The BJP in Tamil Nadu announced a protest on Thursday, asking its members to hold demonstrations in front of their houses with a portrait of Lord Muruga to press the government to act against those behind the "Karuppar Koottam." One person has since been arrested for the incident.
Why target Periyar's statue?
A social justice advocate and reformer, Periyar is known as the father of the Dravidian movement who also pioneered the Self-Respect movement which aimed at making people from so-called "lower" and backward castes to gain self-respect and break the shackles of the Brahmanic caste system.
Born Erode Venkata Ramasamy, Periyar gave up his caste title 'Naicker' in 1929. Known as the 'Socrates of South India', Periyar's ideologies form a focal point between communist, Dalit and Dravidian politics in Tamil Nadu, as well as feminists, Tamil nationalist and anti-caste movements.
After a brief stint in the Indian National Congress from 1919 to 1925 after which he went on to join the Justice Party which eventually became the Dravida Kazhagam party. The latter eventually went on to demand a separate state for Tamil Nadu after the Muslim League raised the demand for Pakistan.
Periyar was also a staunch feminist and vocally spoke against child marriage and in favour of widow-remarriage. He advocated women's education and was one of the first to address caste-oppression from a gender lens. In fact, it was a Dalit woman, Meenabal, who was the first to give him the name
"Periyar" during a 1938 women's conclave in Chennai. Critics, however, were displeased upon his wedding to a 32-year-old woman, whom he described as his successor, at the age of 70.

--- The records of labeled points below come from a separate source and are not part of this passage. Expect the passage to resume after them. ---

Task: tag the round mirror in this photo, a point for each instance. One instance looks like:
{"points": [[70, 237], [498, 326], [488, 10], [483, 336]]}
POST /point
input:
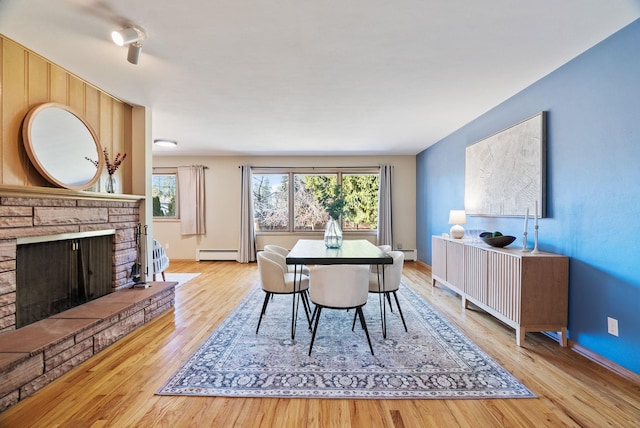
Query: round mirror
{"points": [[58, 141]]}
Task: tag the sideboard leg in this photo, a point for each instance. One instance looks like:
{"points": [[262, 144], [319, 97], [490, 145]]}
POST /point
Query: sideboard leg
{"points": [[563, 337], [520, 336]]}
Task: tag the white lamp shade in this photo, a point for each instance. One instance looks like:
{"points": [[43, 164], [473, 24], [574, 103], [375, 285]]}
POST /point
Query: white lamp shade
{"points": [[457, 217]]}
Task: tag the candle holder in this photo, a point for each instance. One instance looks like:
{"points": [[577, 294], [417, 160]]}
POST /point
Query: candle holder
{"points": [[524, 243], [535, 242]]}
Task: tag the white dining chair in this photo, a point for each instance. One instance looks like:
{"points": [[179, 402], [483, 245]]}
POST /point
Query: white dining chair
{"points": [[339, 287], [392, 280], [271, 248], [276, 280]]}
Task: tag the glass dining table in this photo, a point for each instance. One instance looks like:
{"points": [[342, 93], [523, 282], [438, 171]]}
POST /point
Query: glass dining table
{"points": [[352, 252]]}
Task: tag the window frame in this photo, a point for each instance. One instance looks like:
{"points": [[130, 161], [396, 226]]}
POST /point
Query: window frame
{"points": [[291, 172], [168, 171]]}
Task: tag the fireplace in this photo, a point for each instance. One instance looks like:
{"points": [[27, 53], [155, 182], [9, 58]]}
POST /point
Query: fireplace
{"points": [[58, 272], [29, 216]]}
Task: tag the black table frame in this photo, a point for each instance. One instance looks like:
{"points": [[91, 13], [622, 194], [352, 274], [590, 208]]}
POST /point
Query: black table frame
{"points": [[352, 252]]}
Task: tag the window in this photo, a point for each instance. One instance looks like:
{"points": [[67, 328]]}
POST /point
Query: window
{"points": [[271, 202], [164, 190], [280, 207]]}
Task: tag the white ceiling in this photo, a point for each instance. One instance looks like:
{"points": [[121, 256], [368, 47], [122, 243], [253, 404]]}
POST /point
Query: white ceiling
{"points": [[314, 77]]}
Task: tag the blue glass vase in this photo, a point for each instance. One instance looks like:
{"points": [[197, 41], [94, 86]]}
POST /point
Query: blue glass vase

EVR, who wrote vociferously and was actively involved in ground-level activism as well, was severely critical of Indo-Aryan imposition on Dravidian people. In fact, Pariyar's staunch resistance of the Brahmanic caste society and religion earned him many critics. A vocal atheist, Periyar once concluded that "he who created God was a fool". Earlier in January, former actor and politician Rajinikanth has caused a row after he referred to a 1971 rally conducted by Periyar in which he and his supporters allegedly burnt disrespected Hindu deities. Not just his followers and DK but members of DMK and AIADMK also demanded an apology from Rajinikanth for misrepresenting the reformer.

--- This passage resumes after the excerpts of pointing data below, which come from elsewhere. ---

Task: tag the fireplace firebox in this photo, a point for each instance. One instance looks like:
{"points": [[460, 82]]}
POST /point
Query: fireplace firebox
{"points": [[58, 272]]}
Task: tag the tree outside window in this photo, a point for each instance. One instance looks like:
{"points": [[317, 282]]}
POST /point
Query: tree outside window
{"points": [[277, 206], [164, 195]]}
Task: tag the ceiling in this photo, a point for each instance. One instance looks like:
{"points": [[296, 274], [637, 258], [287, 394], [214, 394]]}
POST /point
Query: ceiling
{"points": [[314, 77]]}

Targeting Periyar's statue might be a way of undermining the ideologies that have shaped Tamil politics and identity in India.
Periyar died in 1973 but his legacy continues to live on in the politics of Tamil Nadu as well as other states in South India. After the desecration of his statue, workers of DMK, MDMK and VCK have already staged protests in Coimbatore. The activists and workers who had gathered to protests against the desecration were only dispersed after police promised action in the incident.

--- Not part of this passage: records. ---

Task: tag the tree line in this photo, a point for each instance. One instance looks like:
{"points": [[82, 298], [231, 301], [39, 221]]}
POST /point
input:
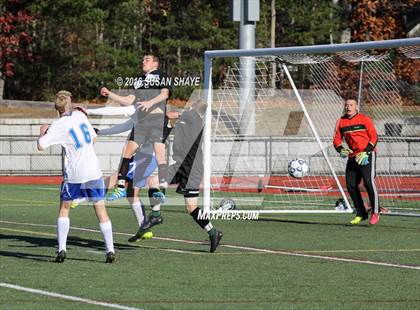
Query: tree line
{"points": [[80, 45]]}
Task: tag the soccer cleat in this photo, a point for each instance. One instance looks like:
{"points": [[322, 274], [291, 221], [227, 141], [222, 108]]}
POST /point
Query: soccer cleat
{"points": [[215, 240], [152, 221], [159, 196], [141, 234], [61, 256], [117, 193], [374, 219], [357, 220], [110, 257], [163, 185]]}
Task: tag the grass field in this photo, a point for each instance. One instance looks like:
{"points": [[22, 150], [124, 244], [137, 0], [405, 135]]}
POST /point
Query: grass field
{"points": [[282, 262]]}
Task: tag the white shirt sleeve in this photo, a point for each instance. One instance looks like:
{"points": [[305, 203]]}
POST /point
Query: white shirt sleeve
{"points": [[126, 111], [53, 136]]}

DMK MLA N. Karthik condemned the incident, adding that the act was an attempt to destroy harmony in Tamil Nadu. A case has since been registered at Kuniyamuthur Police Station against Arun Krishna, a worker of Bharat Sena, in connection with throwing of saffron colour on Periyar's status in Coimbatore. Krishna has surrendered before the police at Podanur Police Station, ANI reported.